Fumer fait tousser
|de Quentin Dupieux, 2022, ****
Vous savez quoi ? Q̸u̸e̸n̸t̸i̸n̸ D̶u̶p̶i̶e̶u̶x̶. Mais vraiment.
Hein ? Comment ça, c’est pas clair ?
Mais si. Enfin…
Bon okay, pour les deux du fond qui voient toujours pas : Quentin Dupieux est complètement barré.
Son défi du jour : montrer qu’à quelque chose, super sentai est bon.
Ah oui, c’est vrai…
Alors, les super sentai (littéralement « super escadron de combat »), ce sont ces équipes de cinq combattants en lycra coloré qui défendent l’univers contre les plus improbables monstres en plastique, caoutchouc ou métal moche de l’univers. Chez nous, on connaît surtout Bioman et Power Rangers, mais c’est un genre à part entière, qui compte littéralement des dizaines de séries canoniques, un paquet de parodies (qui nous font prendre conscience que c’était vraiment très très difficile de faire pire que les originales) et de produits dérivés, et qui a donné à nombre de parents français l’impression que les séries japonaises étaient toutes débiles — alors que bon bah voilà quoi.
Et donc, ce bon Quentin s’est, à un moment donné, mis en tête de tirer quelque chose de bon de cette fange navrante.

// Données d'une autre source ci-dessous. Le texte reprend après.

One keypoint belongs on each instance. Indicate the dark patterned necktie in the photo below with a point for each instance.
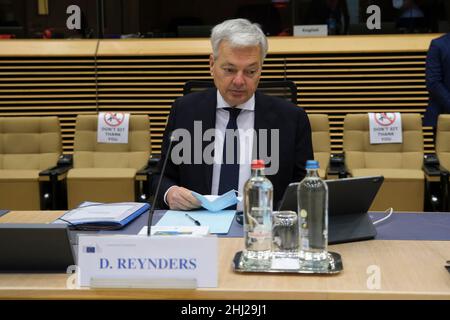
(229, 172)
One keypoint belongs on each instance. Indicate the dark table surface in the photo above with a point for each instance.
(400, 226)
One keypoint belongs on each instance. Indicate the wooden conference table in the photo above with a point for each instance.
(408, 269)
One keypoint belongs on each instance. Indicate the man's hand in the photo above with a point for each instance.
(179, 198)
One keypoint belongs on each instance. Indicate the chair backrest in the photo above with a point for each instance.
(88, 153)
(31, 143)
(320, 129)
(359, 153)
(285, 89)
(443, 140)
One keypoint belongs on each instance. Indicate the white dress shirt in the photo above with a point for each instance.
(245, 123)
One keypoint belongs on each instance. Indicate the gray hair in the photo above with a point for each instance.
(239, 33)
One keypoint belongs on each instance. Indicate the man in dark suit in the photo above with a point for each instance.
(239, 48)
(438, 79)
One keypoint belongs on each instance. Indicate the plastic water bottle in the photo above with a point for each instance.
(258, 204)
(312, 196)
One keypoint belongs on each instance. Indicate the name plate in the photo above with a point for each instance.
(124, 261)
(311, 30)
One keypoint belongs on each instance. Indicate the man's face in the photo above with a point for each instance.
(236, 72)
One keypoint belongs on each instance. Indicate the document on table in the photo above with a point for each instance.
(217, 222)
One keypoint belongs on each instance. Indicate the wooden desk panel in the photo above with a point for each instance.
(409, 270)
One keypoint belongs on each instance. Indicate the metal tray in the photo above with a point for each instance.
(334, 266)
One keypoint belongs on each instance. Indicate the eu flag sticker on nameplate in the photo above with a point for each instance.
(124, 261)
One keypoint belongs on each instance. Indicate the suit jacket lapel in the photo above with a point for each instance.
(265, 118)
(207, 112)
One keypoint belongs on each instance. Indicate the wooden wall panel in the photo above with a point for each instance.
(334, 75)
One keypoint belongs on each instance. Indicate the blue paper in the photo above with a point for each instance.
(218, 222)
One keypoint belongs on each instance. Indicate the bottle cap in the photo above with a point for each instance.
(312, 164)
(258, 164)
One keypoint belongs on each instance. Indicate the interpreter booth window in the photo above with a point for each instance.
(350, 17)
(122, 19)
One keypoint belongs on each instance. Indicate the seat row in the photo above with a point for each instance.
(34, 174)
(413, 181)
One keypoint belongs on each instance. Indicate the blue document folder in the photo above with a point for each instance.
(100, 216)
(218, 222)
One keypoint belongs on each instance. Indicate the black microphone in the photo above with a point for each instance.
(155, 200)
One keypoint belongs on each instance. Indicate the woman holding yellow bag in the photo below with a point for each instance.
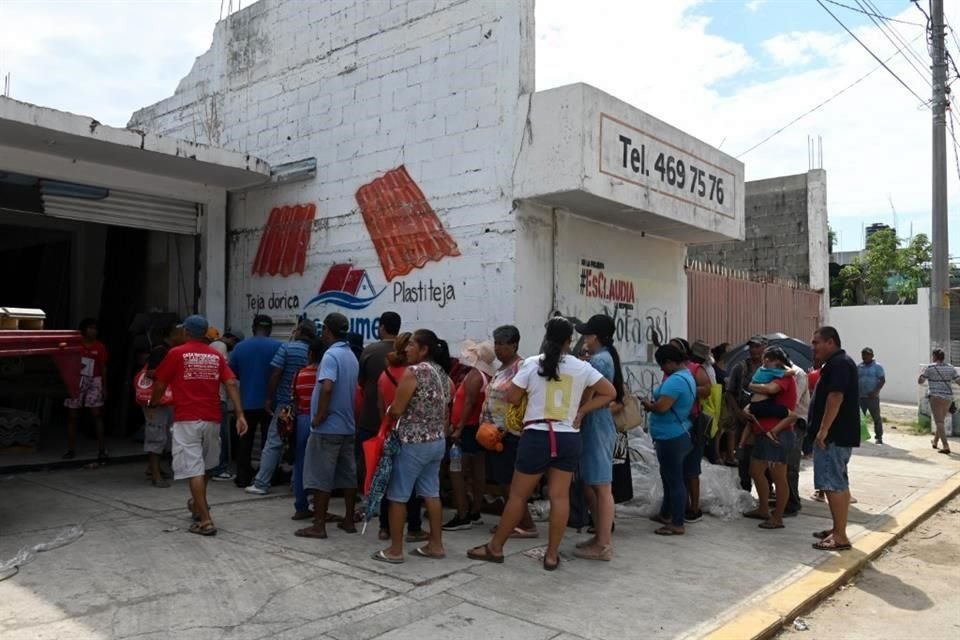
(508, 419)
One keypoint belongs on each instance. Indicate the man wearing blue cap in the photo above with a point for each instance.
(194, 371)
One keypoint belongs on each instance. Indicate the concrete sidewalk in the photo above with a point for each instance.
(137, 573)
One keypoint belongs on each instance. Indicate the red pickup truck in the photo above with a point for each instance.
(62, 347)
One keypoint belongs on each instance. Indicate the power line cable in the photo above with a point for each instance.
(870, 51)
(923, 75)
(822, 104)
(875, 15)
(923, 62)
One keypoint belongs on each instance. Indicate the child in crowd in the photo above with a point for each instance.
(761, 404)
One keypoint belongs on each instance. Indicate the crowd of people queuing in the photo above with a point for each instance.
(492, 417)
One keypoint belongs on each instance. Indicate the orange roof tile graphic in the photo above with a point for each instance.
(405, 230)
(286, 237)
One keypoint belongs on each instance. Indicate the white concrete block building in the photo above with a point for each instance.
(445, 187)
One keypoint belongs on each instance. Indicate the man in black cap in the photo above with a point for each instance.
(289, 359)
(250, 360)
(871, 378)
(330, 462)
(737, 398)
(373, 360)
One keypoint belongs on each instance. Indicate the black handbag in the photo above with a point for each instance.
(622, 485)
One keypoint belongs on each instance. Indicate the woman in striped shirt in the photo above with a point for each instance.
(940, 377)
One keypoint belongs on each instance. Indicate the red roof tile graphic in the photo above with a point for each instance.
(403, 226)
(286, 237)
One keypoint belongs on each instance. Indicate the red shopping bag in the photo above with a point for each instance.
(373, 451)
(143, 389)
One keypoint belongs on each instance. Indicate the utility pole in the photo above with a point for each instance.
(940, 276)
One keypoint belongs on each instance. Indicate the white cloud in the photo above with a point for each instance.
(801, 48)
(876, 138)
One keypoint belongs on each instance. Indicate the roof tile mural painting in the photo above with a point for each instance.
(286, 236)
(405, 230)
(346, 287)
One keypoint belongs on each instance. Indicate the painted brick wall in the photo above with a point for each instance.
(436, 86)
(777, 239)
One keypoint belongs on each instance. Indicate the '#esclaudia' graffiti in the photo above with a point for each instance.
(637, 337)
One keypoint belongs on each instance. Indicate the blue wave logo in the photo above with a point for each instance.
(343, 299)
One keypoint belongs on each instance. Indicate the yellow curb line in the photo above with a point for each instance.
(766, 619)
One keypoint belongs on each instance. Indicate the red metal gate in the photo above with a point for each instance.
(728, 306)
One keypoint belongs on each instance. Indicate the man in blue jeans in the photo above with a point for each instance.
(329, 461)
(289, 359)
(251, 360)
(871, 377)
(835, 418)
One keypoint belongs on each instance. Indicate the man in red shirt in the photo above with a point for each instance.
(195, 371)
(93, 393)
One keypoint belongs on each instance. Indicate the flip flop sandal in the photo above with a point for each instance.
(380, 556)
(667, 531)
(419, 536)
(487, 555)
(830, 545)
(203, 529)
(423, 553)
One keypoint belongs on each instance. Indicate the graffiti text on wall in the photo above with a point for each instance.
(595, 283)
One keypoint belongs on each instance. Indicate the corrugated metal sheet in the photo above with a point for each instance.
(405, 230)
(286, 238)
(724, 307)
(124, 209)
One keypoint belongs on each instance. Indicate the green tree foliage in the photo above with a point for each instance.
(887, 273)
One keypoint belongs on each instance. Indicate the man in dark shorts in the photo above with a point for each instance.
(329, 460)
(835, 418)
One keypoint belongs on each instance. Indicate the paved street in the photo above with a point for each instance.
(136, 573)
(910, 591)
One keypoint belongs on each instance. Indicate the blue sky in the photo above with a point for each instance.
(732, 72)
(728, 71)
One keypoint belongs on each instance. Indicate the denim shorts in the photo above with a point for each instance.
(830, 468)
(416, 466)
(533, 452)
(329, 463)
(769, 451)
(598, 438)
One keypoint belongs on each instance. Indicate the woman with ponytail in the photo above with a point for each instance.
(421, 407)
(561, 390)
(599, 435)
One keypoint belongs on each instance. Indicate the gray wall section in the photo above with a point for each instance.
(777, 232)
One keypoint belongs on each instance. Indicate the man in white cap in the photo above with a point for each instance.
(194, 371)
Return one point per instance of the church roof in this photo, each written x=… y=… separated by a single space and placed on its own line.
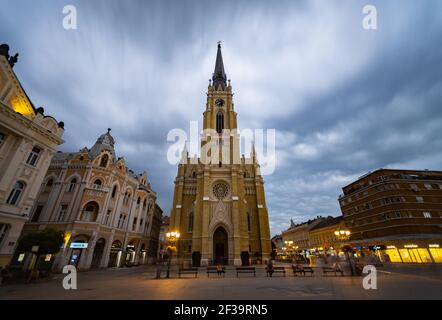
x=104 y=142
x=219 y=76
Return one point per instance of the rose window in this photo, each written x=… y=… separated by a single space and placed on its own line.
x=220 y=190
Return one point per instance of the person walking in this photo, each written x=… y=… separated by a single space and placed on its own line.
x=270 y=268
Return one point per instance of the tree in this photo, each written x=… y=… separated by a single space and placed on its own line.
x=49 y=241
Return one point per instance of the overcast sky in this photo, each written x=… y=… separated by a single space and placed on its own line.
x=344 y=100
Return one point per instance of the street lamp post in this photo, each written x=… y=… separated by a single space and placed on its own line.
x=172 y=238
x=344 y=235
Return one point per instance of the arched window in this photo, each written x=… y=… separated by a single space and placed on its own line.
x=104 y=161
x=114 y=191
x=97 y=183
x=90 y=212
x=219 y=122
x=190 y=222
x=16 y=192
x=72 y=185
x=48 y=185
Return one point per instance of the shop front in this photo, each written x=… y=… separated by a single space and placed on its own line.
x=414 y=253
x=400 y=251
x=77 y=248
x=115 y=254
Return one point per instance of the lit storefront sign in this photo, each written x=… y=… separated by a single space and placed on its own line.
x=78 y=245
x=377 y=247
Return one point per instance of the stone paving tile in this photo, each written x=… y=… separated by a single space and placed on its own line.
x=139 y=283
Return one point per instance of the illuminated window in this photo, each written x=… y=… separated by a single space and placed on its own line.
x=427 y=215
x=72 y=185
x=33 y=156
x=106 y=218
x=219 y=122
x=49 y=184
x=2 y=138
x=190 y=222
x=3 y=231
x=37 y=213
x=436 y=253
x=90 y=212
x=424 y=255
x=114 y=191
x=16 y=192
x=62 y=212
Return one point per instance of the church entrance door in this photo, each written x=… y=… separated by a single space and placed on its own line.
x=220 y=246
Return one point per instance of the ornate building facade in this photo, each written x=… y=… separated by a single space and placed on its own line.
x=28 y=140
x=219 y=207
x=108 y=214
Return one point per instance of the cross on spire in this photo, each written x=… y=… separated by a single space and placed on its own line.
x=219 y=76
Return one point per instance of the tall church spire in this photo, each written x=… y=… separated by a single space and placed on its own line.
x=219 y=76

Histoire d’être sûr d’avoir tous les bons ingrédients pour un truc bien pourri, il a en plus basé ses personnages sur une des plus immondes inventions de l’humanité : le tabac. C’est donc un sentai1 composé de Benzène, Méthanol, Nicotine, Mercure et Ammoniaque qui, réunis, ont le « pouvoir cancer » pour faire suffoquer leurs ennemis. Et après une mission où la cohésion du groupe est mise à rude épreuve, leur chef, un rat humanoïde, les envoie en détente au vert avec leur robot suicidaire à grosse tête ronde.
Là, vous avez l’impression d’avoir une histoire. Mais en fait, vous en aurez une demi-douzaine. Parce que Quentin joue sur un autre passe-temps souvent affligeant des jeunes de sa génération : se raconter des histoires qui font peur autour d’un feu de camp. Vous aurez notamment, juste en petit bonus, l’histoire d’un poisson qui nage dans une rivière, celle d’une patronne de scierie, celle de la fin du monde, et même un film français — vous savez, ces films où des amis se réunissent pour passer des vacances dans un mas provençal, et finissent par se dire tout ce qu’ils ne se sont pas dit en vingt ans d’amitié.
L’ensemble est cohérent dans son incohérence, ça part dans tous les sens pour arriver à l’endroit prévu, c’est un délire maîtrisé de bouts en bouts. Plus sans doute que les précédents Dupieux, ça s’adresse à une cible assez précise : la « génération Dorothée ». Mais du coup, plus sans doute que les précédents Dupieux, c’est blindé de références hilarantes pour le public concerné. Anthony nous avait remontré nos vies, Quentin nous remontre ce qu’il y avait dans nos télés et nos cinés durant notre jeunesse. Oh, et en passant, discrètement, il évoque aussi ce qui peut nous faire flipper aujourd’hui…
Est-ce que c’est objectivement un grand film ? Évidemment pas. C’est pas censé l’être. C’est délibérément con, volontairement moche, intentionnellement décousu. Mais c’est drôle, surprenant, enjoué, bref, ça fait passer un bon moment.